Menurut sebuah laporan, Tesla memiliki 6 miliar chip AI, yang menyusun sistem pemrosesan untuk setiap chip AI. Tesla digunakan untuk meningkatkan pengoptimalan berat, dan chip AI sangat membantu untuk itu.

Manfaatkan Alat AI

Perusahaan memiliki keahlian internal, yang membantu mereka meningkatkan sistem mereka. Mereka telah membantu memberikan keunggulan di atas sesama pabrikan dalam hal pembuatan perangkat lunak dan baterai. Teknologi AI terbaru perusahaan berharap dapat membuka jalan bagi otomatisasi otomotif pasar massal.

Kontrol Otonomi, rangkaian perangkat lunak oleh Tesla, memiliki pembelajaran mesin, perkiraan data, dan teknologi lain untuk aplikasi. Ini mendukung penggunanya dalam berbagai cara, termasuk menurunkan tagihan energi dan memfasilitasi kontrol microgrid jarak jauh.
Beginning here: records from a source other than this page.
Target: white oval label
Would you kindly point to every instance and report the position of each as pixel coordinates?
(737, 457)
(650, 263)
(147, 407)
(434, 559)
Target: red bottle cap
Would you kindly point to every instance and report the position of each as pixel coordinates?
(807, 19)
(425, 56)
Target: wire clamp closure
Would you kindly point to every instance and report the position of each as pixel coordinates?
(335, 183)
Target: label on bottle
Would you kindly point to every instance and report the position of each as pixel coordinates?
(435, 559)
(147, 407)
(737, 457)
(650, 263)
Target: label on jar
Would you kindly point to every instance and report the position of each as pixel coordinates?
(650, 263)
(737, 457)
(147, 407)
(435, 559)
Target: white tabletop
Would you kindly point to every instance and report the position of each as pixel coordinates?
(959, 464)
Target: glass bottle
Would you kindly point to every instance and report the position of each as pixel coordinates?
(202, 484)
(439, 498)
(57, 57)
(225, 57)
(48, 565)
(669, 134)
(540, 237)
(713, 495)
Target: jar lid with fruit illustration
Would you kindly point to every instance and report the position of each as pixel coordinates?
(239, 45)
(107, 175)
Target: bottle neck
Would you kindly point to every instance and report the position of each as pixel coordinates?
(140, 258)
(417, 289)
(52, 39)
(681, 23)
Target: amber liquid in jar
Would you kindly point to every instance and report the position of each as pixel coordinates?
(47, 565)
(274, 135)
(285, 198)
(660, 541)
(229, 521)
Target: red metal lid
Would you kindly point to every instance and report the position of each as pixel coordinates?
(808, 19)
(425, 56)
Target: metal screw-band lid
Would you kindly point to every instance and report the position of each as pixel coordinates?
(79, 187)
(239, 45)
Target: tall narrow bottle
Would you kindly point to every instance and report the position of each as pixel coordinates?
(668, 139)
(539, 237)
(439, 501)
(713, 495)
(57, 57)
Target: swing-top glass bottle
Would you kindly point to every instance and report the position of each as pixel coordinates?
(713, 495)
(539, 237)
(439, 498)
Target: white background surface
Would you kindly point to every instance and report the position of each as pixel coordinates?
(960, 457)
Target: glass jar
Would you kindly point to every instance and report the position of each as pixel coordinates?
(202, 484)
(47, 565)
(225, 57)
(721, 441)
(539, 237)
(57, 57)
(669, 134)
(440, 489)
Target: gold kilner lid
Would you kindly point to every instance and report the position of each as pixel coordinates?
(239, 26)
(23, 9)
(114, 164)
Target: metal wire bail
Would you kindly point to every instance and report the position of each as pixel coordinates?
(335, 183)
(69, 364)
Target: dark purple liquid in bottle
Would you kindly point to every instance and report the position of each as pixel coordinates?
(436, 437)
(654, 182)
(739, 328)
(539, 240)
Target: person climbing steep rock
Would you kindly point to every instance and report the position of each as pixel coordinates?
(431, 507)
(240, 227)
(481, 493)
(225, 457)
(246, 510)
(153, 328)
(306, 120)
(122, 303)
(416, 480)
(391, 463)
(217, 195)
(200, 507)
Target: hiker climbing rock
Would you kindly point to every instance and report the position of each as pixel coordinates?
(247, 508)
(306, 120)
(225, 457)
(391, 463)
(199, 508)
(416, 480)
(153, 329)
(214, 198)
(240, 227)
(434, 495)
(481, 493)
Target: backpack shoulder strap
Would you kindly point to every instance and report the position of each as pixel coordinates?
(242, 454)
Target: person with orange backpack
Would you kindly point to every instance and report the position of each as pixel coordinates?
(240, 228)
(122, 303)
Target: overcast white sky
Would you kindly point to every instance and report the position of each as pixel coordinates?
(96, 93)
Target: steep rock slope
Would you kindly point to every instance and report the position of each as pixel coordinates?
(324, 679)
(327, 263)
Namun, Tesla belum membuat alat terbarunya secara publik. Yang terbaru dianggap meningkatkan mobil perusahaan ke tingkat self-containment lainnya, dan perangkat keras AI modern telah memberikan hasil yang lebih baik daripada lawan. Selain itu, untuk memanfaatkan chip terintegrasi AI-nya, perusahaan telah bekerja sama dengan Nvidia.

Sistem yang kuat

Membuat perangkat keras bukanlah tugas yang mudah, jadi ketika Tesla memilih untuk membuat semikonduktornya sendiri, ia menghadapi sejumlah tantangan. Namun, berkat kolaborasi Nvidia dengan Tesla, mereka mampu mengembangkan chip AI yang mampu menggerakkan mobil tanpa pengemudi sepenuhnya. Desain chip AI luar biasa dan memiliki prosesor yang cepat. Versi terbaru dari chip tersebut cukup berharga untuk banyak industri dan telah terbukti menjadi pengubah permainan.

Misalnya, Tesla memungkinkan akses ke platform dan video OTT terbaru untuk memahami dan mempelajari lebih lanjut tentang mobil dan sistem Tesla. Jaringan cukup kuat untuk berfungsi di lebih dari satu sistem. Pelanggan dapat membeli kemampuan Full self-driving atau Enhanced Autopilot untuk bermanuver saat parkir atau sampai ke lokasi tertentu selama mobil berada dalam garis pandang pelanggan.

Mobil Tesla menggunakan jaringan saraf untuk menganalisis gambar dari delapan kamera sistem. Mereka memberikan pandangan 360 derajat dari kendaraan terdekat dari jarak hingga 250 meter. Kamera ini memungkinkan pengendaraan yang lebih aman dengan memberikan akses ke gambar dari berbagai sudut, memungkinkan kesadaran yang lebih baik terhadap benda-benda di sekitar kendaraan. Dua belas sensor ultrasonik baru meningkatkan penglihatan dengan mengidentifikasi benda keras dan lunak di lingkungan kendaraan.